What Containerization Actually Delivers
Containers are not a trend — they are the current standard unit of application deployment for good reasons. A container image is immutable: the version deployed to staging is byte-for-byte identical to the version deployed to production. Rollbacks are instant: the previous image tag is already in the registry. Resource usage is defined: CPU and memory limits are specified in the workload manifest, not discovered empirically in production.
The value proposition is consistency and reproducibility — and it compounds when combined with Kubernetes orchestration, which adds automated scheduling, health-based restarts, horizontal scaling, and rolling deployments on top of the container runtime.
What We Do
Application Containerization
We containerize existing applications using Docker: Dockerfile authoring with multi-stage build patterns to minimize image size and attack surface, base image selection (distroless or minimal base images where appropriate), and non-root user configuration for security compliance. For applications with external dependencies (databases, message queues, third-party APIs), we document and configure the runtime environment variables and secrets injection pattern.

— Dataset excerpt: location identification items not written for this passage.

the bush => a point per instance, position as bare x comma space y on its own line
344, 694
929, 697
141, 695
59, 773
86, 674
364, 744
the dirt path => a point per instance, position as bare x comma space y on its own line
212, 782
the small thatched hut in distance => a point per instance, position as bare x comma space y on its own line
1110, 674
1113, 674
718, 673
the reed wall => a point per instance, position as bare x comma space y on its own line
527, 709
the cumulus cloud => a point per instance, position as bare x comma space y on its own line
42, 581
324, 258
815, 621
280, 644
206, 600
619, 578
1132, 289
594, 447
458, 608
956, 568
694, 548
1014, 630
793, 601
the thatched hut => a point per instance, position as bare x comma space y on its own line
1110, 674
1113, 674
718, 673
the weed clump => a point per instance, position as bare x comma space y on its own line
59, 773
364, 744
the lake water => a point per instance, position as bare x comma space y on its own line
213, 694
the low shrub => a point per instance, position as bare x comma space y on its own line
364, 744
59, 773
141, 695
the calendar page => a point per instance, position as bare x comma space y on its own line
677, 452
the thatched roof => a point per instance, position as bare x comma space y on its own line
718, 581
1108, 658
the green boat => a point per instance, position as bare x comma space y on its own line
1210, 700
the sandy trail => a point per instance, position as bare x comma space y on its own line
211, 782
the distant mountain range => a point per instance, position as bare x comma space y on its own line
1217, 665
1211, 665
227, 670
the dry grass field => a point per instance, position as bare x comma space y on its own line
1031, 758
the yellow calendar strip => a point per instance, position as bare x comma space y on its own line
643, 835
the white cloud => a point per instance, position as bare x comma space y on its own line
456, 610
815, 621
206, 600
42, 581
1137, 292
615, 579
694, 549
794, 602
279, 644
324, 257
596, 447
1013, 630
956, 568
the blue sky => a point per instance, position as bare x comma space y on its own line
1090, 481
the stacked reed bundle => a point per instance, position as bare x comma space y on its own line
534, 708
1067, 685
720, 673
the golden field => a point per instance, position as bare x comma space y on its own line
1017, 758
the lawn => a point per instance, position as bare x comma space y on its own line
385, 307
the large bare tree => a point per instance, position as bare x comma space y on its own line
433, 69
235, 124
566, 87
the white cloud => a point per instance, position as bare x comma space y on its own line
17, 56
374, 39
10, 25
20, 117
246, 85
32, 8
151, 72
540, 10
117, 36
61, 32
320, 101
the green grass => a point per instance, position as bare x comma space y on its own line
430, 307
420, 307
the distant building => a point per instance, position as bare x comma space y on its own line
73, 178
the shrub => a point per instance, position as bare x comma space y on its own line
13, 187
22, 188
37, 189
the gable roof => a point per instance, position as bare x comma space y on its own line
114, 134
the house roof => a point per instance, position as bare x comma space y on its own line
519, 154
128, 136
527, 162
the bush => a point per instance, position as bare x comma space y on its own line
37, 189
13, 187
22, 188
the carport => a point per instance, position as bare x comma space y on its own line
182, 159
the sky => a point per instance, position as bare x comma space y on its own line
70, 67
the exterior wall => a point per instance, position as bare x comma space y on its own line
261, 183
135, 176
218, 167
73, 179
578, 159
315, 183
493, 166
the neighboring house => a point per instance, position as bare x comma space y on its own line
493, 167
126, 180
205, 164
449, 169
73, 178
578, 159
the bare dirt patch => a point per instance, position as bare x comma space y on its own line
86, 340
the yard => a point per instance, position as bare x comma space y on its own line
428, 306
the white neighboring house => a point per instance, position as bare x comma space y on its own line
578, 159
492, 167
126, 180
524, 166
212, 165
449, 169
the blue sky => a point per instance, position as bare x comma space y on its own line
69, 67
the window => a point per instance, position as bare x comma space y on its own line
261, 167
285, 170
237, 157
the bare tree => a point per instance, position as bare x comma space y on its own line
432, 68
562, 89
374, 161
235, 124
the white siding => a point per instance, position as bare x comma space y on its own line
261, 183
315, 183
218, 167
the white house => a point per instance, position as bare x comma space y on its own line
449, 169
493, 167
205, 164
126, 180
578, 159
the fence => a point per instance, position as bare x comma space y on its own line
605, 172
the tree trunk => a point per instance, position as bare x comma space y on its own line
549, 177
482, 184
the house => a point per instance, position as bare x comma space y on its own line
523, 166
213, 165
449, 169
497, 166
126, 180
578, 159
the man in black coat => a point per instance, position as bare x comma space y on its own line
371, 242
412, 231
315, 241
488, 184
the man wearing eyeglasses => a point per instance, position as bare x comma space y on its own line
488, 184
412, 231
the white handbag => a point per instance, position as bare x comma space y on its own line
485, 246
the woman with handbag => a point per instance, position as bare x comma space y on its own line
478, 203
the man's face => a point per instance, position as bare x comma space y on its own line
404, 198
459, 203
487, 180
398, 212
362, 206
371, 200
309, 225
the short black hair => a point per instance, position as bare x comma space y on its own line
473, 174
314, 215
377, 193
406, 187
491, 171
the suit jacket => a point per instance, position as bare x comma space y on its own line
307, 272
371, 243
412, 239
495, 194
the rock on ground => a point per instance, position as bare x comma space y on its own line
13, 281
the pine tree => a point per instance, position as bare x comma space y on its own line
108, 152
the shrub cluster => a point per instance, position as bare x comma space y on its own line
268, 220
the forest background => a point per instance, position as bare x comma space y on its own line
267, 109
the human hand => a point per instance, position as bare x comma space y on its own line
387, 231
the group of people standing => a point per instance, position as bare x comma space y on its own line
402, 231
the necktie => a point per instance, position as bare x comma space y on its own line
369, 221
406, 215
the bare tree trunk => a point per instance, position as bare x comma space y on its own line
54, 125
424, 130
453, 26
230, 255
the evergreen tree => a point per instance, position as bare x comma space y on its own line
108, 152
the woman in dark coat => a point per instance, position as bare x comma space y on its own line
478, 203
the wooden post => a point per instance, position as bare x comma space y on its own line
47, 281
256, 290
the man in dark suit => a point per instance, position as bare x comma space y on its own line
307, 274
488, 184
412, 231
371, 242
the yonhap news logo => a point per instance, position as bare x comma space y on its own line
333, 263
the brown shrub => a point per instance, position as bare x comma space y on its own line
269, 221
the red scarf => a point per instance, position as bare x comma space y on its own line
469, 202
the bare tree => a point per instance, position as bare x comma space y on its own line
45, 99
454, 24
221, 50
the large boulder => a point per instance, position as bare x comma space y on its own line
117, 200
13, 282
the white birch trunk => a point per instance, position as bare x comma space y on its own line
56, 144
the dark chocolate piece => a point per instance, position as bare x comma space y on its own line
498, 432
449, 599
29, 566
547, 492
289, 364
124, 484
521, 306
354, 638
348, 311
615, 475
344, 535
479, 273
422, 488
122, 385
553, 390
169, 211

GKE Cluster Design and Setup
GKE cluster configuration for the appropriate workload type: Standard (for full Kubernetes API control) or Autopilot (for managed node pools). Node pool design: machine type selection, autoscaling configuration, and regional vs. zonal cluster decision. Workload Identity configuration for pod-to-GCP-service authentication without static service account key files. Network policy configuration for inter-pod traffic control. Binary Authorization policy for image provenance verification.
Kubernetes Workload Configuration
Deployment manifests, StatefulSet configurations (for stateful workloads), ConfigMaps and Secrets, resource requests and limits, liveness and readiness probes, Pod Disruption Budgets, and Horizontal Pod Autoscaler configuration. Each workload configured with production-appropriate settings — not tutorial defaults that break under real load.
Helm Chart Development
Helm charts for applications that need to be deployed across multiple environments with configuration differences. Charts designed for maintainability: values files per environment, named templates for DRY chart logic, and chart tests for basic deployment validation.

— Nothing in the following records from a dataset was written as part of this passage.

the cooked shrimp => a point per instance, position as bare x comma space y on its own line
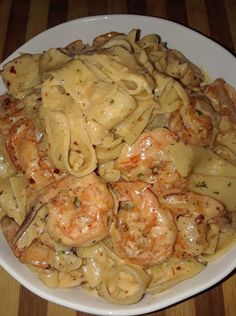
143, 232
167, 180
148, 159
193, 213
22, 147
43, 252
10, 111
195, 124
79, 210
151, 148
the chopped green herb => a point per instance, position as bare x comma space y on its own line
77, 201
201, 184
140, 175
199, 112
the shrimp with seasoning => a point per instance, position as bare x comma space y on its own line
194, 215
80, 210
148, 159
195, 124
22, 148
143, 232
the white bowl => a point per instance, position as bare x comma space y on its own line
218, 62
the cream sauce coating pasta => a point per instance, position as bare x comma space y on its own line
117, 166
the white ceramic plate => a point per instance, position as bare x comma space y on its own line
205, 53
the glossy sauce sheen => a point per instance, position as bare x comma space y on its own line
21, 20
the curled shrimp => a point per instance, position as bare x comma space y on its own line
22, 148
143, 232
151, 148
80, 210
148, 159
194, 214
43, 252
195, 124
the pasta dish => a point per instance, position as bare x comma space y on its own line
117, 166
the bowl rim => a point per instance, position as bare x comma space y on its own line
125, 311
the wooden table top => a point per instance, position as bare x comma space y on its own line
20, 20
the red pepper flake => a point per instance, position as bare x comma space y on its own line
31, 181
12, 70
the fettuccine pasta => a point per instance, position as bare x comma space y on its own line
117, 166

Cloud Run as an Alternative
For applications that are HTTP-triggered, stateless, and don't require full Kubernetes capabilities, Cloud Run is often the better platform choice — lower operational overhead, automatic scaling to zero, and simpler configuration. We make this recommendation explicitly when it is appropriate rather than defaulting to Kubernetes for every workload.
- Dockerfile authoring: multi-stage builds, minimal base images, non-root users
- GKE cluster setup: Standard and Autopilot, node pools, regional configuration
- Workload Identity configuration for pod-to-GCP authentication
- Kubernetes workload manifests: Deployments, StatefulSets, DaemonSets
- Resource management: requests, limits, HPA, VPA, cluster autoscaler
- Health probe configuration: liveness, readiness, startup probes
- Kubernetes network policies for inter-pod traffic control
- Helm chart development for multi-environment application packaging
- Cloud Run service deployment and traffic configuration
- Binary Authorization and container image signing policy setup
How we deliver this service.
Application Containerization Assessment
For each application: runtime requirements, external dependencies, configuration and secrets access patterns, and any platform-specific constraints that affect containerization (file system assumptions, network binding, signal handling).
Container Build
Dockerfiles written and image builds validated. Base image selected with security and size considerations. CI pipeline for automated image build and push to Artifact Registry.
Platform Setup
GKE cluster or Cloud Run environment provisioned. Base platform components deployed: ingress controller (if GKE), cert-manager for TLS, and monitoring agent.
Workload Deployment
Kubernetes manifests or Helm charts written for each application. Workloads deployed to non-production, validated against acceptance criteria, then promoted to production.
Operational Handover
Monitoring dashboards for workload health, scaling events, and resource utilization. Runbooks for common operations: image updates, scaling adjustments, pod restarts, and rollbacks. Platform documentation handed over with the engineering team trained.